I thought we could have a bit of humor here at the expense of the stupidest App Store reviewers.
I’ll start us off with my most recent rejection of “Fun Card Studio 2”. Rejected because the name and functionality are similar to another product called “Fun Card Studio”. That would be because “Fun Card Studio 2” is version 2 of “Fun Card Studio”. Seriously! I ended up writing the reviewer a letter explaining the differences between the two applications!
So what’s been your most stupidest reason for rejection?
Haven’t been rejected yet (fingers crossed, ModTools update waiting for review)
However I haven’t tried to submit Answers yet, and that could potentially have problems.
I encountered that same problem, Sam. After comments from reviewers, I finally figured out that they don’t want you to change the name of the update to your app. (I. E. adding a 2) they prefer you resubmit Fun Card Studio and internally show version 2. That actually kinda makes sense so as to avoid user confusion.

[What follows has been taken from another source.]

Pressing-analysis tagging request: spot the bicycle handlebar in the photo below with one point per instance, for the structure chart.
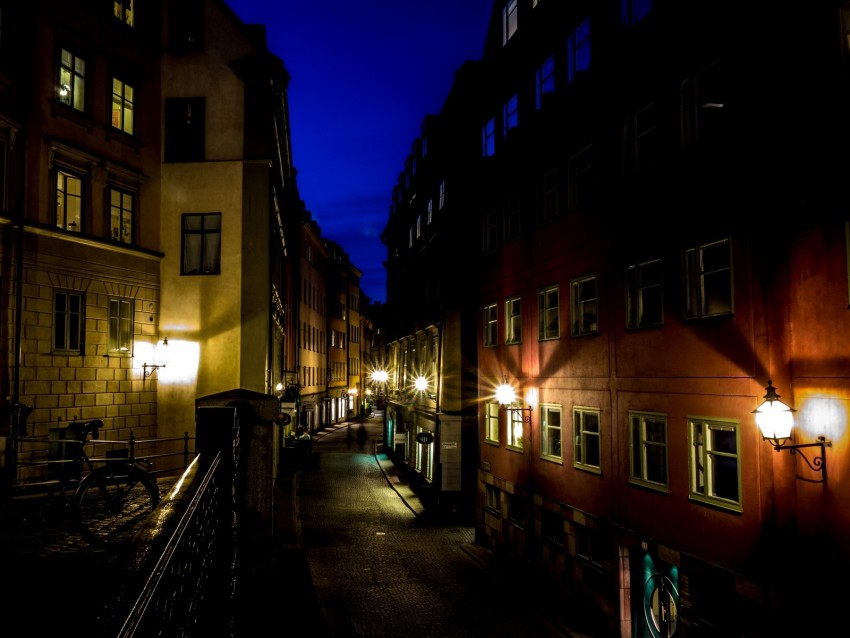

I understand, originally I didn’t actually want to call it “Fun Card Studio 2”, but as there is no way to release a paid update for an application and you can’t have two products on the App Store with the same name, I ended up calling it “Fun Card Studio 2”.
In that case they need to stop everyone else from doing it, not just us smaller guys. Even better devise a mechanism whereby we can release paid updates. Not everyone develops software to help sell their hardware!
Looks like I’m going to have to appeal, as the reviewer has not responded to me since the initial rejection!
Anyway, I thought I’d start this thread because it seems a funny rejection reason and I wondered if others have similar reasons for rejection that they’s like to share.
If you do not use the versioning but add ‘Pro’ you could get away with it.
So call your v2 -> Fun Card Studio Pro - this will not be rejected for sure.
What happens when Sam needs a “Fun Card Studio Pro” update???
I was going to call my new app “Fun Card Studio 3” - Guess I will need to change the name of my app then
[quote=152135:@Richard Summers]What happens when Sam needs a “Fun Card Studio Pro” update???
I was going to call my new app “Fun Card Studio 3” - Guess I will need to change the name of my app then :)[/quote]
I’m going to have to figure out how to paid updates on the App Store, I’ve just written a nice message to the reviewer, so lets see if anything will change.
I stop using apps that do this. It’s far less user friendly than a paid upgrade even though it’s almost the same thing. I just don’t like the feeling - it’s kind of like someone dangling a prize above your head.
True, but atm this is how you make ‘big’ money. People seems to accept this way of expanding apps - most certain for iOS apps.
We for sure need this in the iOS Framework.
on the MAS store, I have dropped apps that started doing that and bought newer (to me) apps that didn’t do it. Even if it cost me more. I rather have one upfront cost then the “death by a thousand paper cuts” method of in app purchases.
It’s ok. One paid the first release, few could give up on updates with extra-features (don’t know why, does not affect the current functionality) and some will desire to pay extra few bucks to activate them. This is better than releasing once and the dev giving up of upgrading their software due to the lack of financial compensation of doing so.
Did you even read the rest of my post? You’ve only quoted my first sentence so I’m not sure you cared for the rest, which explains why users give up on the software titles that behave so poorly.
Those that are happy to pay for upgrades get a bad feeling from the in-app purchase method. Simply put, it is poor tact.
Yes, I’ve read. And how would you implement a “paid upgrade” if it’s not possible unless you use this feature?
Sam couldn’t put a price on his Fun Card Studio upgrade. Then he “tried” to release a “Fun Card Studio 2” to contour that and was blocked. The only way is “people must acquire new features INSIDE the app”. Not a dev choice. An Apple imposition.